To add support for a specific format, please contact us at support@docsquality.com.

Endpoints

POST /engine/quality

Description

API Endpoint

POST /engine/quality

The endpoint allows to predict the quality of the document. A document file is required as a parameter of the request. In the case of a password-protected document, the endpoint will return relevant information about it and ask for the password, which must also be sent as a request parameter. In addition, it is possible to define a permission to store the uploaded document in our database by setting the save_access boolean value. Optional parameter of the request:

  • ocr_index enables evaluating of the OCR index of the input document

  • doc_category enables prediction of document category (for the list of recognized categories see description of POST /engine/document_category)

  • page_category enables prediction of category of each page separately

  • signature enables detection of the signature on the document (only PDF files*)

  • first_page sets the number of the first page to be predicted. Only pages with numbers between first_page and last_page will be predicted.

  • last_page sets the number of the last page to be predicted.

Request body

Important

The request body should be of type multipart/form-data and contain the following fields:

  • file (File, required): The document file to quality predict.

  • password (string, optional): The password for the protected file.

  • ocr_index (string, optional): The flag enabling the estimation of the OCR index.
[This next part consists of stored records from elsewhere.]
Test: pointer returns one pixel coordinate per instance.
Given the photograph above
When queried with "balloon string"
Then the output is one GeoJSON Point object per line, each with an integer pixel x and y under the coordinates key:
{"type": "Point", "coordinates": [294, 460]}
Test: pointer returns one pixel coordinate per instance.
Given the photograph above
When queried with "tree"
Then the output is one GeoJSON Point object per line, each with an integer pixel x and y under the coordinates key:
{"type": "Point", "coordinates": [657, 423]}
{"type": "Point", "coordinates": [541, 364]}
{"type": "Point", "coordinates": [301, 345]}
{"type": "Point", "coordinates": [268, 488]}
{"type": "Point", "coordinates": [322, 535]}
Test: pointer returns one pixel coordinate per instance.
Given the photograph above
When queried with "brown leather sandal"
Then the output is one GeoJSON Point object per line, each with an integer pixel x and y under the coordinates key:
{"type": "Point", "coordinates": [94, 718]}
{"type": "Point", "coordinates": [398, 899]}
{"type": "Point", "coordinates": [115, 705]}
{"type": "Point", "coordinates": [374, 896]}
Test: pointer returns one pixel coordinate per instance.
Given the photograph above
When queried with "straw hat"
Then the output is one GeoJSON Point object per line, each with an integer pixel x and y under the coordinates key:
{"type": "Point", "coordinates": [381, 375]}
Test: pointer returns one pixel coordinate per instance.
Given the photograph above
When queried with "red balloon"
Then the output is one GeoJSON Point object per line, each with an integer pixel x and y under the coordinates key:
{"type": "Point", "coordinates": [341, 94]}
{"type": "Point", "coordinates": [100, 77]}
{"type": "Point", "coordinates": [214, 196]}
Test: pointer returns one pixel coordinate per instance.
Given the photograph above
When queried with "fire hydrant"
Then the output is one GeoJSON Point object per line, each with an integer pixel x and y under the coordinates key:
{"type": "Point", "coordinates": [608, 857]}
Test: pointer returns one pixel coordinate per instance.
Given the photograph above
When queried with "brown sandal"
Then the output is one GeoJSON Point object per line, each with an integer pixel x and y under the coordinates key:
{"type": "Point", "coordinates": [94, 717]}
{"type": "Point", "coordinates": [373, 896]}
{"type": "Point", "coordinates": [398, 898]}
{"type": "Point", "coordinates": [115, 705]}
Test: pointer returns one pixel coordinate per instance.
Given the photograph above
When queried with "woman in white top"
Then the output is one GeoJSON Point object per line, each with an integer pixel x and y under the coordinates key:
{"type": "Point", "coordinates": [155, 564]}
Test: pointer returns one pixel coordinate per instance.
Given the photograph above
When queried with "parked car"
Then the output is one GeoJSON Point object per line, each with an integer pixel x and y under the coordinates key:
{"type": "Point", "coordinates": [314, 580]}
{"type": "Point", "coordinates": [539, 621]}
Set ocr_index=’true’ to include OCR index in API response.

  • doc_category (string optional): The flag enabling categorization of the entire document. Set doc_category=’true’ to include document category in API response.

  • page_category (string optional): The flag enabling categorization of each page in the document separately. Set page_category=’true’ to include the category of each page in API response.

  • signature (string optional): The flag enabling the detection of the signature on the document. Set signature=’true’ to include the signature detection in API response.

  • first_page (int, optional): The first page to be predicted. Set to 1 by default.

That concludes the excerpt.